If a normal person stood outside his or her workplace and shouted racist epithets at coworkers and passersby, that person would be fired. But an Administrative Law Judge with the National Labor Relations Board has ruled that normal rules of civilized conduct don’t apply while on union business, ordering Anthony Runion, a United Steelworkers picketer who yelled racist comments at replacement workers, to be rehired.
It’s not a close call whether the comments were across generally respected lines of conduct, either. You can read what was allegedly said at The Daily Caller—we can’t reprint it on a family website.
And the NLRB judge agreed that Runion said the nasty things his employer said he said. But because “his conduct on the picket line, while racist and offensive, was not violent in character, not accompanied by violent or threatening behavior” the judge ruled that he could not be disciplined and had to be reinstated with back pay.

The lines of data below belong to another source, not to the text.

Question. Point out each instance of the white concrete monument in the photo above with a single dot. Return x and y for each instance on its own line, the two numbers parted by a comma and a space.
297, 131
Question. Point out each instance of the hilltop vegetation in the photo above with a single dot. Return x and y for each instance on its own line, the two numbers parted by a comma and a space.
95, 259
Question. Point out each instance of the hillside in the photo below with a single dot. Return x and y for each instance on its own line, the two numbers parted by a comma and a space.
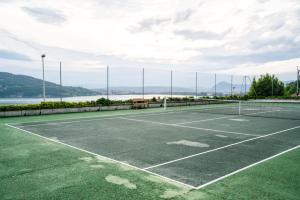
13, 86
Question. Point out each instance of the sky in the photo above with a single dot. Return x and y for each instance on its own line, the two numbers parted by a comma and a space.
248, 37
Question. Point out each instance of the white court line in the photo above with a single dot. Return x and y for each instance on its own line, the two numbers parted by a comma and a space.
163, 177
205, 120
95, 154
87, 119
182, 126
219, 148
247, 167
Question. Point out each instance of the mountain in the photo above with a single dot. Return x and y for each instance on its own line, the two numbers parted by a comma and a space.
13, 86
225, 88
150, 90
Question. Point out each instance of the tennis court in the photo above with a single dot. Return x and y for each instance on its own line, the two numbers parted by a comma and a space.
192, 145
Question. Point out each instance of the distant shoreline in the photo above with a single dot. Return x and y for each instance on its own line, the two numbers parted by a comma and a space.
82, 98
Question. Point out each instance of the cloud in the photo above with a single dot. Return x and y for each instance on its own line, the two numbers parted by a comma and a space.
200, 35
46, 15
149, 24
183, 16
13, 55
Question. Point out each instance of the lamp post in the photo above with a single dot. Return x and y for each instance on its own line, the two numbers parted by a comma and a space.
43, 66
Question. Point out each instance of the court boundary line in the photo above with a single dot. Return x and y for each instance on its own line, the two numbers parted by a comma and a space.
204, 120
223, 147
182, 126
247, 167
74, 120
105, 157
161, 176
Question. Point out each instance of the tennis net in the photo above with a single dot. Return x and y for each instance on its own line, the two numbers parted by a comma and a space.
284, 109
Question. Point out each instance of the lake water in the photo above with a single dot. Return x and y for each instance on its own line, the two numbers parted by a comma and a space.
78, 99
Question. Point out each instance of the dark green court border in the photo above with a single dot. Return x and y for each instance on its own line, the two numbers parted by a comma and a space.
197, 187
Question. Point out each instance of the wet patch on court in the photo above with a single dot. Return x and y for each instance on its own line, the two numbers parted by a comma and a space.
120, 181
189, 143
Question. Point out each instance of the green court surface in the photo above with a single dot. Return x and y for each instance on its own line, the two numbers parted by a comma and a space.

An apparent exemption—indeed, near-absolute protection—from social rules regarding civil conduct isn’t the only benefit that unions get from federal law. Even certain extortionate conduct “to achieve legitimate union objectives” is exempt from federal prohibitions, while numerous states have carve-outs letting unions get away with offenses that are crimes otherwise.
And while officials with President Obama’s notoriously partisan NLRB may not be willing to do anything about these loopholes, Congress and state legislatures might. The federal Employee Rights Act, soon to be reintroduced to Congress, would close federal loopholes unions exploit to make threats without federal sanction, while states are also exploring ending protection for union threats.